Each output dimension is a weighted sum of activated features. The activation is applied element-wise, this means that the features don’t interact with each other inside the activation.

SwiGLU FFN: output = (Swish(xW) ⊙ xV) @ W₂

The element-wise multiplication \(\odot\) creates products between the two paths. If we denote \(g = \text{Swish}(xW)\) and \(c = xV\), then output dimension \(i\) before the final projection is \(g_i \times c_i\).

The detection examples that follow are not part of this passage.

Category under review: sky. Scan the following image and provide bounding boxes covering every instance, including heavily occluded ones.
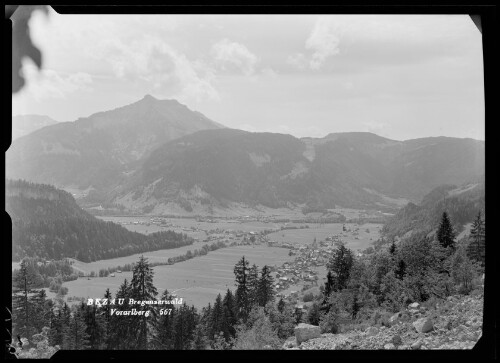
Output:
[12,10,484,140]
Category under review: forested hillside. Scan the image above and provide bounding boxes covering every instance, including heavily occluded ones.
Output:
[6,181,193,262]
[382,180,485,240]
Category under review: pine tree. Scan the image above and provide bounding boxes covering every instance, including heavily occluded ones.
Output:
[81,305,107,350]
[325,244,354,291]
[30,289,53,332]
[191,323,208,350]
[174,303,197,350]
[307,303,320,325]
[322,271,335,309]
[257,265,274,306]
[222,289,237,341]
[247,264,259,309]
[467,211,486,267]
[209,294,224,340]
[101,288,111,349]
[278,297,285,313]
[436,212,455,248]
[389,239,396,256]
[49,309,63,347]
[394,260,406,280]
[12,260,39,339]
[63,308,89,350]
[234,256,250,321]
[130,256,158,350]
[108,279,133,350]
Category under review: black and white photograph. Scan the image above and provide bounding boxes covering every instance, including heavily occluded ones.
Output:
[4,5,495,359]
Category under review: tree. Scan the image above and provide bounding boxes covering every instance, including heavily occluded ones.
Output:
[209,294,224,341]
[257,265,274,306]
[278,297,285,313]
[234,256,250,320]
[307,303,320,325]
[12,260,39,339]
[325,244,354,291]
[108,279,136,350]
[63,308,89,350]
[156,290,176,350]
[233,306,282,350]
[30,289,53,332]
[247,264,259,308]
[451,247,479,294]
[389,239,396,256]
[81,305,107,350]
[394,260,406,280]
[436,212,455,248]
[130,256,158,349]
[467,211,486,267]
[222,289,237,341]
[174,303,197,350]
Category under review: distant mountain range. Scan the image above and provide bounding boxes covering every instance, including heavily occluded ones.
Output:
[12,115,57,140]
[5,180,193,262]
[6,95,222,190]
[7,96,485,213]
[114,129,484,210]
[382,178,485,241]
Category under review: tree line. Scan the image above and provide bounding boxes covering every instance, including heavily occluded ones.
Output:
[13,213,485,355]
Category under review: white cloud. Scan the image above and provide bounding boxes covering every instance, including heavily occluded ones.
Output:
[211,39,258,76]
[94,37,219,101]
[23,61,92,101]
[306,17,340,70]
[286,53,307,69]
[363,121,390,136]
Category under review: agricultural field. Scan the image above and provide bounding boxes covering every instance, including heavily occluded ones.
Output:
[97,216,279,240]
[63,246,293,307]
[267,223,382,251]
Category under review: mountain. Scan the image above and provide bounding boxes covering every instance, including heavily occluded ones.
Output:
[111,129,484,212]
[12,115,57,140]
[5,180,193,262]
[6,95,223,190]
[382,177,485,241]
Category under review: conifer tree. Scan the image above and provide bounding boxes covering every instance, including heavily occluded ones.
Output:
[247,264,259,309]
[108,279,136,350]
[12,260,38,339]
[156,290,176,350]
[100,288,112,349]
[49,309,63,346]
[191,323,208,350]
[325,244,354,291]
[436,212,455,248]
[82,305,106,350]
[389,239,396,256]
[307,303,320,325]
[278,297,285,313]
[394,260,406,280]
[257,265,274,307]
[174,303,197,350]
[30,289,53,332]
[234,256,250,321]
[63,308,89,350]
[209,294,224,340]
[222,289,237,341]
[467,211,485,267]
[130,256,158,350]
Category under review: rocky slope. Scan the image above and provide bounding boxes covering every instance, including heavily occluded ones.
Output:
[12,115,57,140]
[283,294,483,350]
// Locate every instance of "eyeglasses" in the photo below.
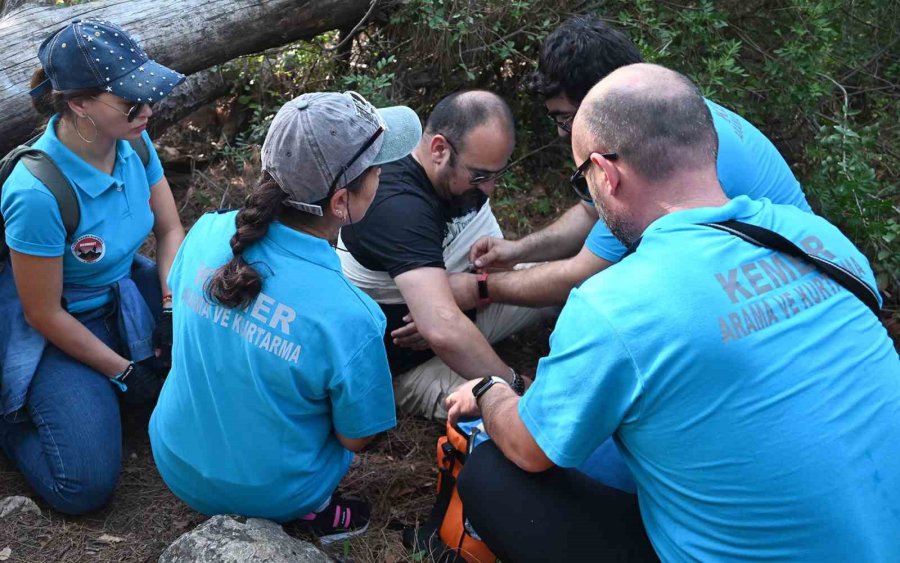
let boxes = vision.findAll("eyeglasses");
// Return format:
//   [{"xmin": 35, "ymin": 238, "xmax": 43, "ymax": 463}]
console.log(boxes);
[
  {"xmin": 438, "ymin": 133, "xmax": 512, "ymax": 186},
  {"xmin": 91, "ymin": 96, "xmax": 152, "ymax": 123},
  {"xmin": 547, "ymin": 113, "xmax": 575, "ymax": 134},
  {"xmin": 325, "ymin": 126, "xmax": 384, "ymax": 197},
  {"xmin": 569, "ymin": 152, "xmax": 619, "ymax": 202}
]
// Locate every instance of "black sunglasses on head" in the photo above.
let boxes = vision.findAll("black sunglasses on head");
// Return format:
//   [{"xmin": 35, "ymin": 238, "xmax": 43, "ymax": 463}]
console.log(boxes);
[
  {"xmin": 569, "ymin": 152, "xmax": 619, "ymax": 203},
  {"xmin": 326, "ymin": 127, "xmax": 384, "ymax": 197},
  {"xmin": 91, "ymin": 96, "xmax": 153, "ymax": 123},
  {"xmin": 547, "ymin": 113, "xmax": 575, "ymax": 134}
]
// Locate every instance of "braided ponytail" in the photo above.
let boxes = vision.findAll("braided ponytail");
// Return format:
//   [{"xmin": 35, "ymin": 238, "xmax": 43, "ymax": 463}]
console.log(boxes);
[{"xmin": 205, "ymin": 173, "xmax": 286, "ymax": 309}]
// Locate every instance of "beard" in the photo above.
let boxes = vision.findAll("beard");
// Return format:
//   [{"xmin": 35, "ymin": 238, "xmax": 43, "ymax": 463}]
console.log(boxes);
[{"xmin": 594, "ymin": 195, "xmax": 641, "ymax": 248}]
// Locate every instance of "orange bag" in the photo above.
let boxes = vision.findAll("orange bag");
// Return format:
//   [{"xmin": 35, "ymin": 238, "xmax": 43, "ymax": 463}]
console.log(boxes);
[{"xmin": 404, "ymin": 422, "xmax": 497, "ymax": 563}]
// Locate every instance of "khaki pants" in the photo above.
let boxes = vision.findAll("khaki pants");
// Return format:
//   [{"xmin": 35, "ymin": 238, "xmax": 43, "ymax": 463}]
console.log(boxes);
[{"xmin": 394, "ymin": 303, "xmax": 559, "ymax": 420}]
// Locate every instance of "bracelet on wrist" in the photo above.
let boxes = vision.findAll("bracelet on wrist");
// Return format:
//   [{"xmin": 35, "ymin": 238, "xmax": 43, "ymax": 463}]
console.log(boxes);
[{"xmin": 477, "ymin": 272, "xmax": 491, "ymax": 307}]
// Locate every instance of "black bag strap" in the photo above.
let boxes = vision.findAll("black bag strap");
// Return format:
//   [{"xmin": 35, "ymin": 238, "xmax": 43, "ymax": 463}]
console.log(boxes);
[
  {"xmin": 701, "ymin": 220, "xmax": 881, "ymax": 318},
  {"xmin": 0, "ymin": 137, "xmax": 150, "ymax": 261},
  {"xmin": 0, "ymin": 142, "xmax": 81, "ymax": 262},
  {"xmin": 128, "ymin": 137, "xmax": 150, "ymax": 168},
  {"xmin": 20, "ymin": 149, "xmax": 81, "ymax": 239}
]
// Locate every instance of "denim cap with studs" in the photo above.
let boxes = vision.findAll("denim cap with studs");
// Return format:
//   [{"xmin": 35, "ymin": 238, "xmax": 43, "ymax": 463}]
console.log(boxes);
[
  {"xmin": 31, "ymin": 18, "xmax": 185, "ymax": 104},
  {"xmin": 262, "ymin": 92, "xmax": 422, "ymax": 216}
]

Here’s why this matters: both \(g_i\) and \(c_i\) are linear combinations of input features (before the Swish). Their product contains cross-terms like \(x_j \times x_k\). The network can learn \(W\) and \(V\) such that certain input feature combinations are amplified or suppressed.

This is similar to why attention is powerful. Attention computes \(\text{softmax}(QK^T)V\), where the \(QK^T\) product captures interactions between query and key features. SwiGLU brings a similar multiplicative expressiveness to the FFN.

2. Why not use sigmoid in the gate instead of Swish?

GLU uses sigmoid: \(\sigma(xW) \odot xV\). The problem with the sigmoid is that it saturate saturates. For large positive or negative inputs, \(\sigma(x) \approx 1\) or \(\sigma(x) \approx 0\), and the gradient \(\frac{\partial \sigma}{\partial x} \approx 0\). The gate becomes frozen.

Swish doesn’t saturate for positive inputs, it grows approximately linearly (just like ReLU). This implies that: - Gradients flow better through the gate path - The gate can modulate rather than just switch on/off

3. smoothness

Another thing is that SwiGLU is infinitely differentiable & this smoothness likely helps optimization stability.

Final note

SwiGLU’s power comes from its gating mechanism & multiplicative interactions. By splitting the input into two paths and multiplying them, the network can learn which feature combinations matter (which is quite similar to how attention captures interactions through \(QK^T\)).

Combined with Swish’s non-saturating gradients, this makes SwiGLU particularly effective for large models.